Cuál es la cura? Una enmienda constitucional es tentadora, pero interferir con la Primera Enmienda es una mala idea. La mejor opción es el ingenioso proyecto de ley de reforma de campaña del Senador Dick Durbin. La idea, que ya funciona bien en la ciudad de Nueva York y otras áreas, es establecer un sistema de financiamiento público que recompense a los candidatos que atraigan a pequeños donantes. Los candidatos a la Cámara, por ejemplo, que recauden al menos $50,000 en donaciones de $100 o menos serían elegibles para $900,000 en dinero público. El presidente debe mover el proyecto de ley al centro de su agenda y movilizar a sus 13 millones de participantes de 2008 para presionar al Congreso para que lo promulgue.

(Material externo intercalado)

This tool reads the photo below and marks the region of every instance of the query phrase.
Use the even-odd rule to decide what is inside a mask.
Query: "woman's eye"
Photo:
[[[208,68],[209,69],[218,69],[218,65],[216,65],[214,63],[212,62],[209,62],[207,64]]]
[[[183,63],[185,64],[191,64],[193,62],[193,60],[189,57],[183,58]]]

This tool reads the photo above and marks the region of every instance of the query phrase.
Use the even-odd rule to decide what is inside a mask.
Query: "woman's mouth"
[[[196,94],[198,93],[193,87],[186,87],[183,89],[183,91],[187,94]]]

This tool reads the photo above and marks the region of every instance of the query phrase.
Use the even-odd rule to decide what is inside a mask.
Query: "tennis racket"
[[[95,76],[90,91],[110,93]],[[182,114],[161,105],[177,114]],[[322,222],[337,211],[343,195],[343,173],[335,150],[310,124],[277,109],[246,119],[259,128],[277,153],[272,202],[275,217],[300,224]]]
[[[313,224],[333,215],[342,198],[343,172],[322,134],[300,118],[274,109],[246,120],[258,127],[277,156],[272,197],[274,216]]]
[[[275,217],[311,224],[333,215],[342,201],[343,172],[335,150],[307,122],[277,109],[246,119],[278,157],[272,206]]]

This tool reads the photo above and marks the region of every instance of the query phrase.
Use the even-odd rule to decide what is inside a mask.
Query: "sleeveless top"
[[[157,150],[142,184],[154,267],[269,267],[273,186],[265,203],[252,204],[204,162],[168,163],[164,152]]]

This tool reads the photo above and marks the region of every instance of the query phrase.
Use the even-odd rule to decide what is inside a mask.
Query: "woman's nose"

También son necesarias nuevas leyes que rijan el gobierno corporativo. Gran Bretaña requiere que los accionistas voten sobre el gasto político corporativo. Deberíamos hacer lo mismo y aprobar el proyecto de ley de Arlen Specter que prohíbe las contribuciones políticas de las corporaciones que tienen contratos con el gobierno.

A partir de la semana pasada, este último es probablemente inconstitucional. Hasta que uno de estos hipócritas muera, no podemos esperar que el poder judicial proteja a los ciudadanos promedio del poder del gran dinero. “Espero que quebrantemos la nobleza de nuestras corporaciones cuyo nacimiento es el dinero”, escribió Thomas Jefferson, en una línea que ignoran Antonin Scalia y otros que afirman ser guiados por los Fundadores. Jefferson fue demasiado duro con las corporaciones, que crean riqueza y emplean a personas (aunque la gran mayoría de las pequeñas empresas lo hacen). Pero durante 100 años, la Corte Suprema dictaminó que nuestra Constitución permitía limitaciones al poder concentrado. Los radicales de la corte de Roberts de hoy no creen en la moderación, especialmente cuando se trata de ellos mismos.

El momento decisivo: el primer día de FDR y el triunfo de la esperanza.